Dave Jiang wrote:
> The following lockdep splat was observed while kernel auto-online a CXL
> memory region:
>
The entire spew with timestamps does not need to be saved in the git
history I would trim this to:
---
======================================================
WARNING: possible circular locking dependency detected
6.17.0djtest+ #53 Tainted: G W
------------------------------------------------------
systemd-udevd/3334 is trying to acquire lock:
ffffffff90346188 (hmem_resource_lock){+.+.}-{4:4}, at:
hmem_register_resource+0x31/0x50
but task is already holding lock:
ffffffff90338890 ((node_chain).rwsem){++++}-{4:4}, at:
blocking_notifier_call_chain+0x2e/0x70
which lock already depends on the new lock.
[..]
Chain exists of:
hmem_resource_lock --> mem_hotplug_lock --> (node_chain).rwsem
Possible unsafe locking scenario:
CPU0 CPU1
---- ----
rlock((node_chain).rwsem);
lock(mem_hotplug_lock);
lock((node_chain).rwsem);
lock(hmem_resource_lock);
---
> The lock ordering can cause potential deadlock. There are instances
> where hmem_resource_lock is taken after (node_chain).rwsem, and vice
> versa. Narrow the scope of hmem_resource_lock in hmem_register_resource()
> to avoid the circular locking dependency. The locking is only needed when
> hmem_active needs to be protected.
It is only strictly necessary for hmem_active, but it happened to be
protecting theoretical concurrent callers of hmat_register_resource(). I
do not think it can happen in practice, but it is called by both initial
init and runtime notifier. The notifier path does:
hmat_callback() -> hmat_register_target()
That path seems impossible to add new hmem devices, but it is burning
cycles walking through all the memory ranges associated with a target
only to find that they are already registered. I think that can be
cleaned up with an unlocked check of target->registered.
If that loses some theoretical race then your new
hmem_request_resource() will pick a race winner for that target.
Otherwise, the code *looks* like it has a TOCTOU race with
platform_initialized. So feels like some comments and cleanups to make
that clear are needed.
Really I think hmat_callback() path should not be doing *any*
registration work, only update work.
> Fixes: 7dab174e2e27 ("dax/hmem: Move hmem device registration to dax_hmem.ko")
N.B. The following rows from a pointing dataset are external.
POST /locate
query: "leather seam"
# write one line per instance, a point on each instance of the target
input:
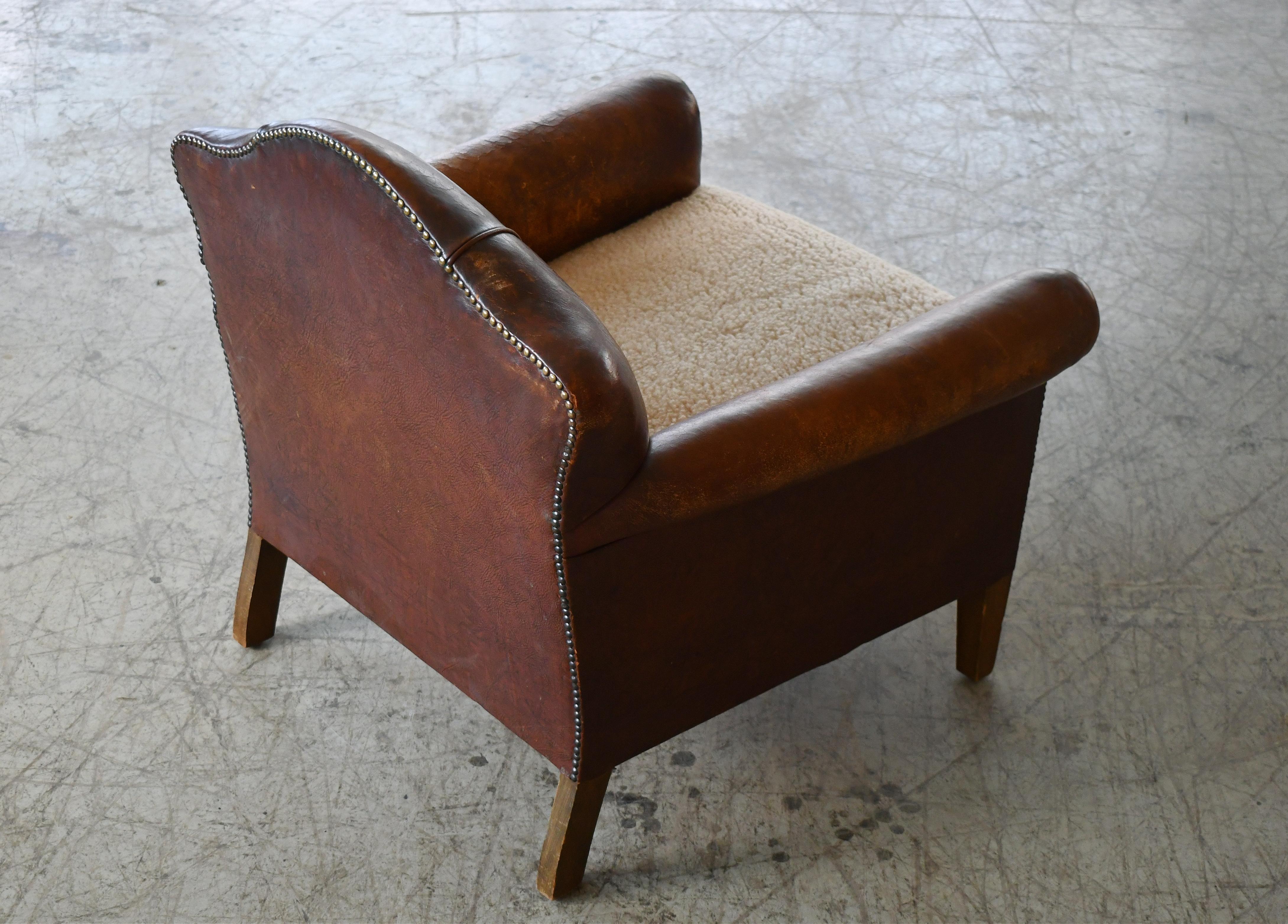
(442, 259)
(471, 241)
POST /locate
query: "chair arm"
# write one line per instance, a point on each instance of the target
(580, 173)
(966, 356)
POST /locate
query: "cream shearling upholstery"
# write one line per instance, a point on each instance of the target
(718, 295)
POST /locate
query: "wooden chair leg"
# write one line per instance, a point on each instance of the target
(572, 825)
(259, 593)
(979, 629)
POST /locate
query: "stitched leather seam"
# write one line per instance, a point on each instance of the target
(469, 243)
(444, 261)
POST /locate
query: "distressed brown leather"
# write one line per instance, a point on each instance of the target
(956, 359)
(404, 453)
(681, 623)
(398, 448)
(580, 173)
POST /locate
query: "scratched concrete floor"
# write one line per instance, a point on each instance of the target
(1125, 762)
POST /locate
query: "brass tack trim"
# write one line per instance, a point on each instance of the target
(476, 303)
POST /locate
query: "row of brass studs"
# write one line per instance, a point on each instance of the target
(489, 317)
(214, 312)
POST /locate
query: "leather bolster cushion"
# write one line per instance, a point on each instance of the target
(954, 361)
(615, 156)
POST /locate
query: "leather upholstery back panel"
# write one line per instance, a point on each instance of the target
(400, 450)
(682, 623)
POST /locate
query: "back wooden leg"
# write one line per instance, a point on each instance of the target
(572, 825)
(259, 593)
(979, 629)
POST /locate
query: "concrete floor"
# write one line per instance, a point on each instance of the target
(1125, 762)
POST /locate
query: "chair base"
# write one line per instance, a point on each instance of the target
(572, 825)
(259, 593)
(979, 629)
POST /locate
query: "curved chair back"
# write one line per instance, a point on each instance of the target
(424, 402)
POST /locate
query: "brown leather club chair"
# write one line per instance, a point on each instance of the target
(763, 447)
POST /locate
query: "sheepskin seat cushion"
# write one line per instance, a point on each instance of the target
(718, 295)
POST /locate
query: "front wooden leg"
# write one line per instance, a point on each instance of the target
(572, 825)
(259, 593)
(979, 629)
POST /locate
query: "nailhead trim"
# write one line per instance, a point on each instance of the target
(480, 308)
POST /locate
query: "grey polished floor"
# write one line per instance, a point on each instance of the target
(1125, 762)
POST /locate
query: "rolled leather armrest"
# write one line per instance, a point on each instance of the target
(964, 357)
(620, 154)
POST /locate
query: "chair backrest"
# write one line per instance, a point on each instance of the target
(424, 402)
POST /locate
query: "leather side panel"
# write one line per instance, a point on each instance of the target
(400, 450)
(682, 623)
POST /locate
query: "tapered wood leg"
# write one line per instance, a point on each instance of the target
(572, 825)
(259, 593)
(979, 629)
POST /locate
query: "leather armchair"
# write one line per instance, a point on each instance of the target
(440, 429)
> Signed-off-by: Dave Jiang <[email protected]>
> ---
> drivers/dax/hmem/device.c | 42 +++++++++++++++++++++++----------------
> 1 file changed, 25 insertions(+), 17 deletions(-)
>
> diff --git a/drivers/dax/hmem/device.c b/drivers/dax/hmem/device.c
> index f9e1a76a04a9..ab5977d75d1f 100644
> --- a/drivers/dax/hmem/device.c
> +++ b/drivers/dax/hmem/device.c
> @@ -33,21 +33,37 @@ int walk_hmem_resources(struct device *host, walk_hmem_fn
> fn)
> }
> EXPORT_SYMBOL_GPL(walk_hmem_resources);
>
> -static void __hmem_register_resource(int target_nid, struct resource *res)
> +static struct resource *hmem_request_resource(int target_nid,
> + struct resource *res)
> {
> - struct platform_device *pdev;
> struct resource *new;
> - int rc;
>
> - new = __request_region(&hmem_active, res->start, resource_size(res), "",
> - 0);
> + guard(mutex)(&hmem_resource_lock);
> + new = __request_region(&hmem_active, res->start,
> + resource_size(res), "", 0);
> if (!new) {
> pr_debug("hmem range %pr already active\n", res);
> - return;
> + return ERR_PTR(-ENOMEM);
Probably does not matter since noone consumes this code, but this is
more -EBUSY than -ENOMEM.